7月に捕獲したカブトムシズがめでたく卵を産み一部は孵化していました! 孫ができた気分…とまでは言わないけど嬉しい。


さて。森美術館で開催中の「地球が回る音を聴く:パンデミック以降のウェルビーイング」展を鑑賞してきました。僕の感想をひとことでいうと、ウェルビーイングとは狂気。です。なかなかいろいろ考えさせられます。


パンデミックにさらされたこの3年を通して「ウェルビーイング」という言葉を聴く機会も増えてきました。この展覧会ではウェルビーイング、すなわち「よく生きること」とはいかなることかを、国内外16名の作家の新旧140点ほどの作品で提示しています。


ある作家は、ひたすら集めた花粉によって黄色い大きなペインティングを作り上げたり、別の作家は北極点で24時間かけて地球と反対回りに動く様子を撮影したり、はたまた新聞紙を一部のキーワードをのぞいて塗りつぶして星空を生み出した作品もあれば、植物を細部まで再現した絵画作品もあり、毎日ひとつ作品を作り続けた軌跡もありました。こんな具合に、あらゆる出品作品がやりこみ系でまとめられていました。


僕にはそれはひとことで言うと「狂気」だと思ったのです。常人ではとてもできないレベルでひとつのことを突き詰め、結晶化された作品。はたしてこれはウェルビーイングなのだろうか。普通じゃない。異常といって差し支えない。作家たちはこの制作を通して、幸せを感じていたのだろうか。聞いてみないとわかりませんね。
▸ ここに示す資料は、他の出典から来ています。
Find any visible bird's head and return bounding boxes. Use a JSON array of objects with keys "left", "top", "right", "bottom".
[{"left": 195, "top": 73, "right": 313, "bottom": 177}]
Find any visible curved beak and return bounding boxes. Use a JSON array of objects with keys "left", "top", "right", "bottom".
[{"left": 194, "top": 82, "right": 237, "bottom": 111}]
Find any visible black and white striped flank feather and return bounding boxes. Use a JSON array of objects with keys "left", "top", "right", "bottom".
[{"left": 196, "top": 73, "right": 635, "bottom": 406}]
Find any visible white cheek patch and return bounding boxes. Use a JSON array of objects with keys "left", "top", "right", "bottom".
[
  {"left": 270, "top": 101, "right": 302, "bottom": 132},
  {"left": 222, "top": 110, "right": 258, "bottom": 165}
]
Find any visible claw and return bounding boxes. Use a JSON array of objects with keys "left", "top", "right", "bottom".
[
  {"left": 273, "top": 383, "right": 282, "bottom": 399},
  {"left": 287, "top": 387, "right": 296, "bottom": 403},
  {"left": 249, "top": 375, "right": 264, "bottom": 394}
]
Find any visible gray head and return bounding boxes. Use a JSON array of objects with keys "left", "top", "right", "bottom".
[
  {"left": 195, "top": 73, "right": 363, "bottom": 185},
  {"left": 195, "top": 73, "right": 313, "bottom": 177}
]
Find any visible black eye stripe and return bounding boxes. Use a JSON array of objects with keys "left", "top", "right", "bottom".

でも、ここまでやりきれるもの、向き合う対象があるというのは、外から見ている分には羨ましい面もあるかもしれません。行為そのものを真似することはなくても、そこまで没頭できる、夢中になれる、という状態は理想的とも言えそうです。外部からの価値に意味などない。真価とは、自らの中にある。


タイトルは、オノ・ヨーコさんの作品からとられたもの。あらゆる価値観がゆらぎ、自身の内なる声に向き合わざるをえなくなった今、果たしてそれぞれにとってのウェルビーイングとはどんなことなのか。そんなことを問いかける展示でした。


ぼんやりしてちゃいけないけれど、よりみちしながらいきましょう。会期は11/6まで。今日も、いい1日を。